Marcha da insensatez
É melhor que a comunidade acadêmica seja livre para criar excrescências do que precisar de autorização prévia de um ministro da Educação
O primeiro passo da marcha da insensatez deu-se quando um professor da Universidade de Brasília decidiu criar um curso sobre o seguinte tema: “O golpe de 2016 e o futuro da democracia no Brasil”. A ementa do curso, na qual se pode ler um resumo do que será ensinado, refere-se ao impeachment de Dilma Rousseff como “ruptura democrática” e apresenta o governo de Michel Temer como um instrumento do “retrocesso nos direitos e restrição às liberdades”. Com esse enfoque, fica bastante claro que o curso da UnB se assemelha a uma doutrinação político-partidária, concebida à perfeição para animar plateias petistas. É ruim, para dizer o mínimo, que uma universidade ocupe seus recursos materiais e intelectuais para flanar no proselitismo.
Mas, anunciado o curso, deu-se então o segundo e mais temerário passo da marcha da insensatez. O ministro da Educação, Mendonça Filho, encheu-se de indignação com o conteúdo do curso e acusou-o de ser o que realmente é — “uma disciplina criada exclusivamente para militância partidária”. Em seguida, em nota oficial, anunciou que pediria a quatro órgãos federais — a Advocacia-Geral da União, o Tribunal de Contas da União, a Controladoria-Geral da União e o Ministério Público Federal — a abertura de uma investigação para apurar se os professores da UnB não haviam cometido um ilícito previsto em lei.

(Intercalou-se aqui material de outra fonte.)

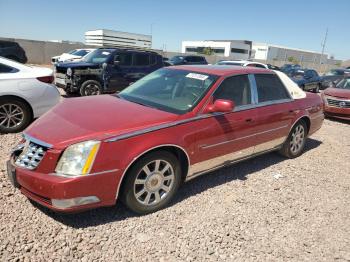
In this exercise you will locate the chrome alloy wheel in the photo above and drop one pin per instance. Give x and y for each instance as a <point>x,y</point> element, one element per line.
<point>154,182</point>
<point>297,139</point>
<point>11,115</point>
<point>92,89</point>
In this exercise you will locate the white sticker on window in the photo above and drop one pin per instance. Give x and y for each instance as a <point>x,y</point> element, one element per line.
<point>197,76</point>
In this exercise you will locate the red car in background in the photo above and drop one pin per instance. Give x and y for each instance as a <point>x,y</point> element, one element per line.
<point>337,100</point>
<point>172,125</point>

Estamos às vésperas de completar trinta anos da Constituição de 1988, que consagrou a autonomia universitária e, também, a liberdade de expressão — duas conquistas democráticas que se reivindicavam desde os tempos da ditadura militar. Somados, os dois preceitos ressaltam a insensatez do ministro ao insurgir-se contra o tal curso, pois a comunidade acadêmica tem a liberdade de criar o que quiser — e é essencial que seja assim. Seria altamente desejável se criasse apenas cursos de excelência, mas é melhor que seja livre para criar excrescências acadêmicas do que precisar de autorização prévia de um ministro da Educação. Só é assim nas ditaduras e nos regimes autoritários.

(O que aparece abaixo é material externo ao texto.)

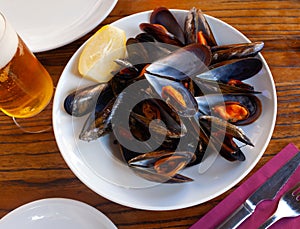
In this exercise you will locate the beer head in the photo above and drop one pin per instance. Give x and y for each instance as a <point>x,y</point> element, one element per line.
<point>8,42</point>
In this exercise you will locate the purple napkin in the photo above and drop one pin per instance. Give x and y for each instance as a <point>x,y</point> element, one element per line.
<point>265,209</point>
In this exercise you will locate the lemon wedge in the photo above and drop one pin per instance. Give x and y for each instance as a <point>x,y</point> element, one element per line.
<point>96,62</point>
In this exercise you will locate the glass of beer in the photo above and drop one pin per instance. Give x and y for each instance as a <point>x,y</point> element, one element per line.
<point>26,88</point>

Em resposta à afronta à autonomia universitária, o curso da UnB começou a ser oferecido por mais instituições, a começar pela Unicamp e outras duas universidades federais, do Amazonas e da Bahia. É uma forma de reafirmar que, neste país e sob esta Constituição, nenhum ministro tem de gostar ou desgostar do que se ensina em qualquer universidade. Deixar que isso aconteça equivaleria a dar razão ao que a ementa injustamente diz sobre o governo de Temer — que é um instrumento de “retrocesso nos direitos e restrição às liberdades”.